Discutir el aborto por amor a la vida
Me cuesta creer que haya personas que defiendan el aborto por el
aborto. Implica eliminar la vida o interferir en un proceso vital que
culmina con la aparición de la vida humana. Yo personalmente estoy en
contra del aborto pues amo la vida en cada una de sus fases y en todas
sus formas.
Pero esta afirmación no me vuelve ciego a una realidad macabra que no
puede ser ignorada y que desafía el buen sentido y a los poderes
públicos. Cada año se hacen en Brasil cerca de 800 mil abortos
clandestinos. Cada dos días muere una mujer víctima de un aborto
clandestino mal asistido.
Esta realidad debe ser enfrentada no con la policía sino con una salud
pública responsable y con sentido realista. Considero farisaica la
actitud de aquellos que de forma intransigente defienden la vida
embrionaria y no adoptan la misma actitud ante los miles de niños
lanzados a la miseria, sin comida y sin cariño, deambulando por las
calles de nuestras ciudades. La vida debe ser amada en todas sus formas y
edades y no solo en su primer despertar en el seno de la madre.
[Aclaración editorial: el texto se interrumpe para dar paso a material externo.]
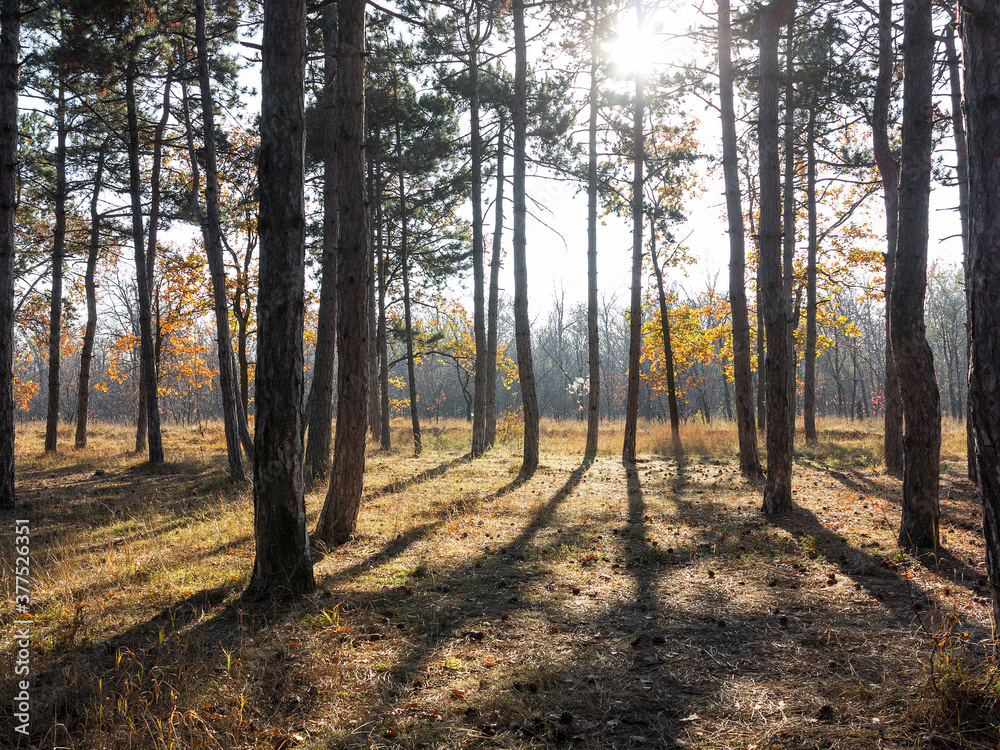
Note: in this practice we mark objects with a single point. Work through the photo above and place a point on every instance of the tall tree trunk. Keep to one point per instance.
(889, 172)
(522, 324)
(58, 254)
(338, 518)
(10, 54)
(749, 456)
(212, 233)
(668, 351)
(809, 397)
(317, 466)
(90, 287)
(635, 310)
(479, 443)
(962, 173)
(283, 562)
(981, 43)
(593, 351)
(493, 309)
(777, 309)
(921, 404)
(143, 280)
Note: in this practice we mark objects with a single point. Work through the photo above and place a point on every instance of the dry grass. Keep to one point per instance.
(589, 607)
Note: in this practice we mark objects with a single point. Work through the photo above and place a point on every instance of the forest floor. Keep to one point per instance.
(590, 607)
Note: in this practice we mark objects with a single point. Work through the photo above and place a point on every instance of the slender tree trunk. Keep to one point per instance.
(317, 466)
(493, 310)
(90, 287)
(777, 310)
(635, 310)
(668, 351)
(749, 456)
(522, 324)
(980, 35)
(212, 232)
(593, 351)
(962, 173)
(921, 403)
(809, 397)
(889, 172)
(148, 370)
(338, 518)
(58, 254)
(10, 55)
(283, 563)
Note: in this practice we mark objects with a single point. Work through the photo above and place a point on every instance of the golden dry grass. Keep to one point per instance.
(591, 606)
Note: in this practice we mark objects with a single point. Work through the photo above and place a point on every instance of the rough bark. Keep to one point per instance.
(338, 518)
(777, 308)
(889, 172)
(283, 562)
(90, 288)
(914, 360)
(635, 309)
(593, 345)
(522, 323)
(58, 255)
(10, 54)
(212, 233)
(317, 466)
(981, 47)
(148, 370)
(809, 397)
(493, 308)
(749, 457)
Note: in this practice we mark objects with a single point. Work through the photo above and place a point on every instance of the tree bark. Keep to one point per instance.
(809, 397)
(635, 310)
(889, 171)
(148, 369)
(493, 310)
(90, 287)
(921, 405)
(777, 309)
(58, 255)
(522, 324)
(749, 457)
(317, 466)
(10, 54)
(283, 563)
(338, 519)
(980, 35)
(212, 233)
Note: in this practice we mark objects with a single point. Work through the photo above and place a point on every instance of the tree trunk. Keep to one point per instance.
(338, 519)
(635, 311)
(980, 35)
(921, 405)
(317, 466)
(10, 54)
(90, 287)
(522, 324)
(668, 352)
(809, 397)
(58, 254)
(962, 173)
(493, 310)
(749, 457)
(889, 171)
(212, 233)
(593, 351)
(283, 563)
(148, 370)
(777, 310)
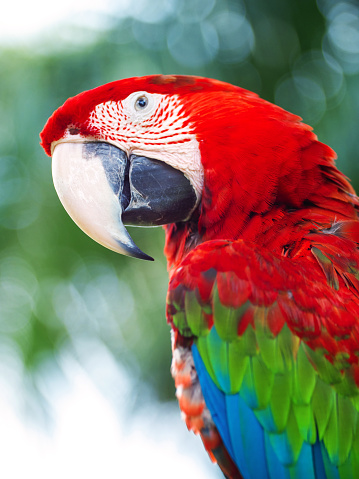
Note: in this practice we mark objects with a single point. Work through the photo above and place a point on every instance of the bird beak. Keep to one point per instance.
(101, 188)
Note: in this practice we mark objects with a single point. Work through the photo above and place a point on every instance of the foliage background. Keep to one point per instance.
(67, 304)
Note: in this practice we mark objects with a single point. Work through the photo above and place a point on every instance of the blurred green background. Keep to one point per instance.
(82, 330)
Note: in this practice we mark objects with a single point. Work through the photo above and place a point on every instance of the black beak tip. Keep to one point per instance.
(135, 252)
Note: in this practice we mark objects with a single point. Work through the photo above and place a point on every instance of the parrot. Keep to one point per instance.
(261, 241)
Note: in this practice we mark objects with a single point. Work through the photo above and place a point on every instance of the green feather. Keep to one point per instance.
(305, 378)
(322, 405)
(305, 421)
(288, 444)
(263, 379)
(280, 399)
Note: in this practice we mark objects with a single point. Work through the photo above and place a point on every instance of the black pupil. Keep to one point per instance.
(142, 102)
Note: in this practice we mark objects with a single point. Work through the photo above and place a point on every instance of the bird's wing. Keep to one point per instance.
(275, 343)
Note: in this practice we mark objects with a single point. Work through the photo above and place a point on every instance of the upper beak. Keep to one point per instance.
(101, 188)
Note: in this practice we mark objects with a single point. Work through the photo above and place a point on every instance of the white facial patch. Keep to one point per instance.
(152, 125)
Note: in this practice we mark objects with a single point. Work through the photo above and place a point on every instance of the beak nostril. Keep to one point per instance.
(126, 191)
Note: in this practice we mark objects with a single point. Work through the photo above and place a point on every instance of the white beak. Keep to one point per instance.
(84, 190)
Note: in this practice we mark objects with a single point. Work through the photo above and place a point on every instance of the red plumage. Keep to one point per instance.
(272, 245)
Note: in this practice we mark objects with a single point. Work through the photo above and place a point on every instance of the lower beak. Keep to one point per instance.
(100, 187)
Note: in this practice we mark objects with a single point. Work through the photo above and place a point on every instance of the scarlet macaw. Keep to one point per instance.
(262, 234)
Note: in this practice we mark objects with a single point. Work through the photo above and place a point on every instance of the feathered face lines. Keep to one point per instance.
(152, 126)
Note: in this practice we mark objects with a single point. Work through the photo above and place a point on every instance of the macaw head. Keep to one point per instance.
(174, 150)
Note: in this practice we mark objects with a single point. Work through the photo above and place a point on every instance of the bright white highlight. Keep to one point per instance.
(86, 195)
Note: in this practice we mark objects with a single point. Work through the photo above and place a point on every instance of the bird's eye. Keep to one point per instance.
(141, 103)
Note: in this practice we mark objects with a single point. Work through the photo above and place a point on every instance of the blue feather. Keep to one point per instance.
(257, 453)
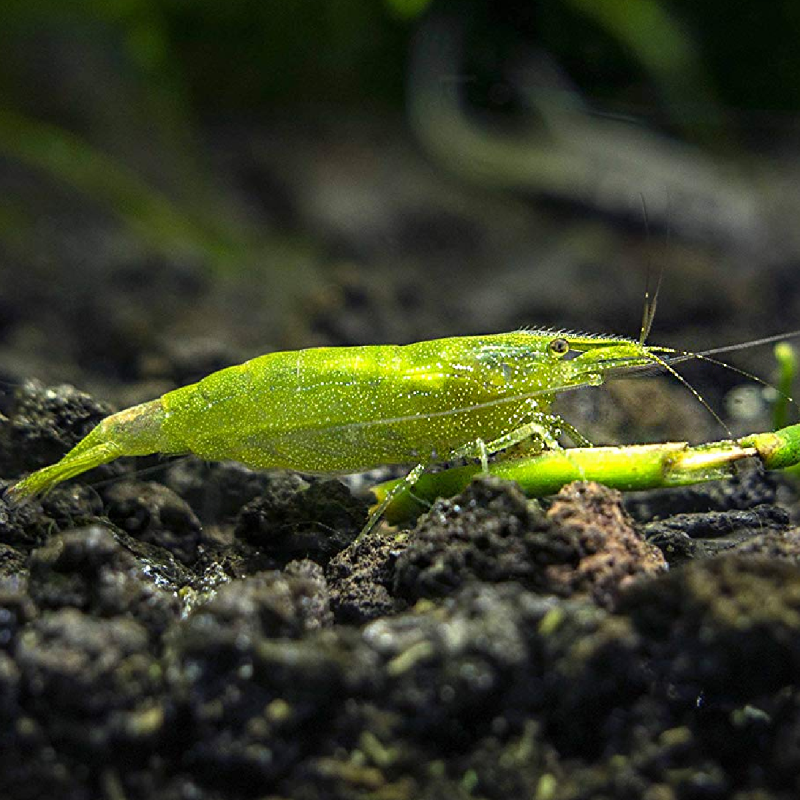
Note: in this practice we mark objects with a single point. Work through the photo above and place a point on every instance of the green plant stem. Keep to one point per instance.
(631, 467)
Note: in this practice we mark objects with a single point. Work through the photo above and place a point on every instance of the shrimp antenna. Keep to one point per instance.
(650, 300)
(662, 362)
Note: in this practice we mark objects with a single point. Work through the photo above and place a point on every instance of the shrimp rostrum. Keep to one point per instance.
(347, 409)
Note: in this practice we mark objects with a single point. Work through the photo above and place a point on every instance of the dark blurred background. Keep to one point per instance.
(188, 183)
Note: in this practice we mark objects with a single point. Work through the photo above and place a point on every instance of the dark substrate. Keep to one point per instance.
(217, 634)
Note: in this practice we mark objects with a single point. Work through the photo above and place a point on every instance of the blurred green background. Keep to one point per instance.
(186, 183)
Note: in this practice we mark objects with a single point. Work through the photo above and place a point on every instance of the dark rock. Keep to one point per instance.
(156, 515)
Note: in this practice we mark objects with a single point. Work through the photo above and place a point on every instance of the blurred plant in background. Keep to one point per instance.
(133, 118)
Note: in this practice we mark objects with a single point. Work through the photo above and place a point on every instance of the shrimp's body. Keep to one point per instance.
(347, 409)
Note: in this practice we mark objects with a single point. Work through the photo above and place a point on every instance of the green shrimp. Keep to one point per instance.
(339, 410)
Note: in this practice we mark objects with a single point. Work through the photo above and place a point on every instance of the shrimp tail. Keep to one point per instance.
(135, 431)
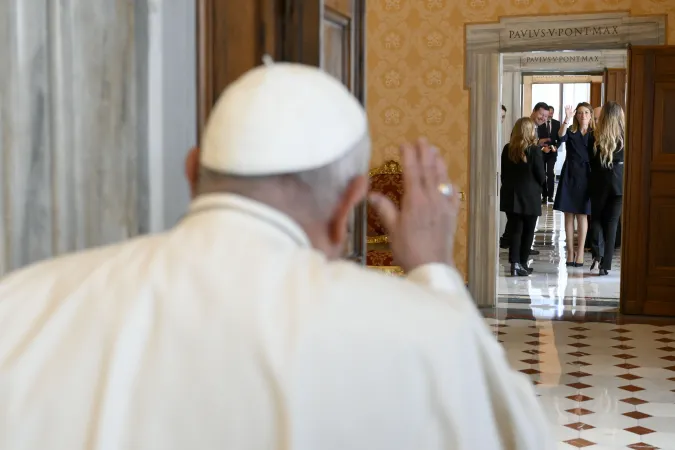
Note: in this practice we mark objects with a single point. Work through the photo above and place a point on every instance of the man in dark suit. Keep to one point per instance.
(550, 141)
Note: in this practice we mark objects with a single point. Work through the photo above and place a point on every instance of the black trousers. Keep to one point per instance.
(521, 234)
(549, 165)
(605, 216)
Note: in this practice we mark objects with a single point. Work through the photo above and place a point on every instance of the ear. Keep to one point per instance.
(354, 194)
(192, 170)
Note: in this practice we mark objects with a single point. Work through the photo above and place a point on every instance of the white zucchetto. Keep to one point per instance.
(281, 118)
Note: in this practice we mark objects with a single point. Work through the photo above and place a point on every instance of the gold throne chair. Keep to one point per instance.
(388, 180)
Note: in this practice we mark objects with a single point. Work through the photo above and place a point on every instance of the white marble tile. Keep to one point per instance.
(554, 286)
(604, 401)
(71, 126)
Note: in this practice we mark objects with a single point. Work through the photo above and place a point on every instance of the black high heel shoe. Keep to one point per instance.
(596, 262)
(517, 270)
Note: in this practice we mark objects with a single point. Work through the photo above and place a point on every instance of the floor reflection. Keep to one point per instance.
(553, 287)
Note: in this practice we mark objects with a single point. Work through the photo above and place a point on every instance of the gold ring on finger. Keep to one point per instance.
(445, 189)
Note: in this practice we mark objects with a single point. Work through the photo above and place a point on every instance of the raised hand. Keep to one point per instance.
(423, 232)
(569, 112)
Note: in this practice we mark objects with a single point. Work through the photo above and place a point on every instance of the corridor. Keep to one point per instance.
(605, 381)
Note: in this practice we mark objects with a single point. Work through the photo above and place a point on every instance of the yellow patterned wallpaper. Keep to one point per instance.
(415, 69)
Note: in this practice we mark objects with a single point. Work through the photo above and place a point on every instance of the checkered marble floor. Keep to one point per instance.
(602, 385)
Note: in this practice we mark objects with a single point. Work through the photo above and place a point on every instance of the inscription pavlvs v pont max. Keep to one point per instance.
(536, 33)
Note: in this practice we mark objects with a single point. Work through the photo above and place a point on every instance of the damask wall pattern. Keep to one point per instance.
(415, 70)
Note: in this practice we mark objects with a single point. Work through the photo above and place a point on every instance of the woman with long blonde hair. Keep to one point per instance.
(520, 195)
(606, 184)
(572, 196)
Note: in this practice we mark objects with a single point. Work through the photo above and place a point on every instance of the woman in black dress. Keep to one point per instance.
(606, 184)
(523, 175)
(572, 196)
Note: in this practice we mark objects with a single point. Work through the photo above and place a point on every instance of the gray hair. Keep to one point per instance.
(328, 183)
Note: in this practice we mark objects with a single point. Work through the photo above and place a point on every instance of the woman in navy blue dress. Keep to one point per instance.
(572, 196)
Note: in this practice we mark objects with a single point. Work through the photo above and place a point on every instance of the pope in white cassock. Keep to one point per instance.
(241, 328)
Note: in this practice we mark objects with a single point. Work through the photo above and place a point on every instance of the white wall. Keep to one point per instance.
(172, 97)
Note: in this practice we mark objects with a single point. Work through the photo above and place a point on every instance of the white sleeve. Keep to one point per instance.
(439, 277)
(503, 401)
(448, 282)
(483, 403)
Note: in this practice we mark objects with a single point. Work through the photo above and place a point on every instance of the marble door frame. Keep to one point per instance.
(484, 44)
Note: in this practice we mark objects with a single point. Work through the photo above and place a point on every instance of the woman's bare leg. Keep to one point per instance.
(569, 236)
(582, 229)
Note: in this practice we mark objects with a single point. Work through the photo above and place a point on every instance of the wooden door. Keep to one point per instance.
(615, 81)
(233, 36)
(648, 248)
(596, 94)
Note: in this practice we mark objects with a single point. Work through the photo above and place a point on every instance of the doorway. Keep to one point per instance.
(553, 286)
(485, 44)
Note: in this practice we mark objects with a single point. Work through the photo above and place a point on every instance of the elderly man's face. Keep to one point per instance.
(540, 116)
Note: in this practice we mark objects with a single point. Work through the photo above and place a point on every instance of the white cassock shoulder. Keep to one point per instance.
(410, 364)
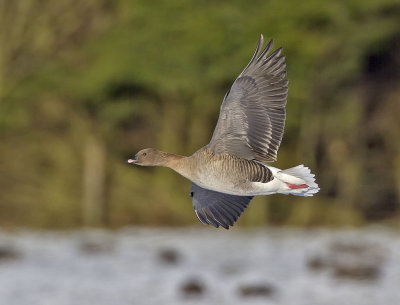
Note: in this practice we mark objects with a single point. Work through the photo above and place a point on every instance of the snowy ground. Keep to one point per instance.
(200, 266)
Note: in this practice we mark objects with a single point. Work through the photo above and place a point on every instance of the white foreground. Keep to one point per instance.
(123, 267)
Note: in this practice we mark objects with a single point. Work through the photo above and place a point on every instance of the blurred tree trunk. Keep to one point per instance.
(94, 182)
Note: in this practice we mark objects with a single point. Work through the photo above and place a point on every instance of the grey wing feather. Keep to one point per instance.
(217, 209)
(252, 115)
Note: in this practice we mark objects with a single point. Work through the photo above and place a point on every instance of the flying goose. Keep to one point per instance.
(230, 170)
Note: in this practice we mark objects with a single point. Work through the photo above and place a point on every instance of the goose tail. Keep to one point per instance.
(298, 181)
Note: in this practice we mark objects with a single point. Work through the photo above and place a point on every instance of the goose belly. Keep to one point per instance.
(239, 186)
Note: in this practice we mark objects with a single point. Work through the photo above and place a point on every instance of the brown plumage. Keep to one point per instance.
(231, 169)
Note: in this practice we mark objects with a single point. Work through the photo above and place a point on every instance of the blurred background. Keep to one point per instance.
(85, 85)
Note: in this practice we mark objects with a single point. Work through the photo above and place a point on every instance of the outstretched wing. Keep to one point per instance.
(217, 209)
(252, 114)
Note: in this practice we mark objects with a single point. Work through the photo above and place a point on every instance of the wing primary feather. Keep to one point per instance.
(259, 44)
(266, 50)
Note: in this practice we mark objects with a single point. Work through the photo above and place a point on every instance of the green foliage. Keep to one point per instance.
(124, 75)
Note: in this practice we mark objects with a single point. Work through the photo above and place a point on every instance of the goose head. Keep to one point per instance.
(148, 157)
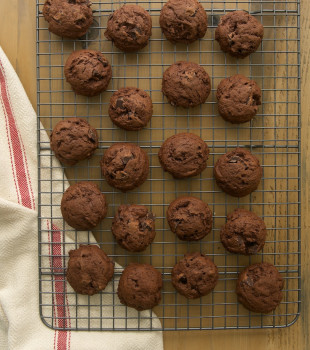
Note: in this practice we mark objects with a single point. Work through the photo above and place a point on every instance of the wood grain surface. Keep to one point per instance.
(17, 38)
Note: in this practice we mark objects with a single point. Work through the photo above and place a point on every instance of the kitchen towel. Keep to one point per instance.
(20, 324)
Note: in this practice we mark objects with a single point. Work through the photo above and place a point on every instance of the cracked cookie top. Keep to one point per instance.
(238, 173)
(73, 140)
(238, 99)
(89, 269)
(125, 166)
(189, 218)
(133, 227)
(183, 21)
(68, 18)
(184, 155)
(88, 72)
(129, 27)
(186, 84)
(239, 34)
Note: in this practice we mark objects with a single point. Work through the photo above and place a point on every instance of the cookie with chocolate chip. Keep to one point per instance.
(89, 269)
(239, 33)
(189, 218)
(259, 287)
(73, 140)
(186, 84)
(125, 166)
(195, 275)
(238, 99)
(244, 232)
(238, 173)
(88, 72)
(184, 155)
(183, 21)
(83, 205)
(133, 227)
(130, 108)
(129, 27)
(68, 18)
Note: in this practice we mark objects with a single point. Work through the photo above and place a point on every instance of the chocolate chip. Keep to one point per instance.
(120, 103)
(183, 280)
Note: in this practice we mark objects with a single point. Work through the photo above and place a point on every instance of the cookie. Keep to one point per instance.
(186, 84)
(184, 155)
(140, 286)
(238, 99)
(130, 108)
(73, 139)
(129, 27)
(239, 34)
(238, 173)
(133, 227)
(69, 19)
(89, 269)
(83, 205)
(189, 218)
(244, 232)
(259, 287)
(88, 72)
(183, 21)
(194, 276)
(125, 166)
Corresponde al Estado y a toda la sociedad crear las condiciones para
que las madres no necesiten abortar.
Yo mismo asistí, en las gradas de la catedral de Fortaleza, a una madre
famélica, pidiendo limosna y amamantando a su hijo con sangre de su
pecho. Era la figura del pelícano. Perplejo y lleno de compasión la
llevé hasta la casa del Cardenal Dom Aloisio Lorscheider donde le dimos
toda la asistencia posible. Incluso así ocurren abortos, siempre
dolorosos y que afectan profundamente a la psique de la madre. Narro lo
que escribió un eminente psicoanalista de la escuela junguiana de São
Paulo, Léon Bonaventure, narrado en la introducción que escribió a un
libro de otra psicoanalista junguiana italiana, Eva Pattis, titulado:
Aborto, pérdida y renovación: paradoja en la búsqueda de la identidad
femenina (Paulus 2001).
Cuenta Léon Bonaventure, con la sutileza de un fino psicoanalista para
quien la espiritualidad constituye una fuente de integración y de cura
de heridas del alma.
«Un sacerdote confesaba a una mujer que en el pasado había abortado.
Después de oír la confesión, le preguntó: “¿Qué nombre le diste a tu
hijo?” La mujer, sorprendida, quedó callada largo rato pues no había
dado nombre a su hijo.
“Entonces” –dijo el cura–, “vamos darle un nombre y si está usted de
acuerdo vamos a bautizarlo”. La mujer asintió con la cabeza y así lo
hicieron simbólicamente.
Después el cura hizo algunas consideraciones sobre el misterio de la
vida: “existe la vida” –dijo–, “que viene a la luz del día para ser para
vivida en la Tierra, durante 10, 50, 100 años. Otras vidas nunca van a
ver la luz del sol. En el calendario litúrgico católico existe, el día
28 de diciembre, la fiesta de los santos inocentes, los recién nacidos
que murieron gratuitamente cuando nació el Niño divino en Belén. Que ese
día sea también el día de la fiesta de tu hijo”.
Y siguió diciendo: “en la tradición cristiana el nacimiento de un hijo
es siempre un regalo de Dios, una bendición. En el pasado era costumbre
ir al templo para ofrecer el niño a Dios. Nunca es demasiado tarde para
que ofrezcas tu hijo a Dios”.
Terminó diciendo: “como ser humano no puedo juzgarte, si pecaste contra
la vida, el propio Dios de la vida puede reconciliarte con ella. Vete en
paz y vive”» (p. 9).
El Papa Francisco recomienda siempre misericordia, comprensión y ternura
en la relación de los sacerdotes con los fieles. Ese sacerdote vivió
avant la lettre esos valores profundamente humanos y que pertenecen a la
práctica del Jesús histórico. Que ellos puedan inspirar a otros
sacerdotes a tener la misma humanidad.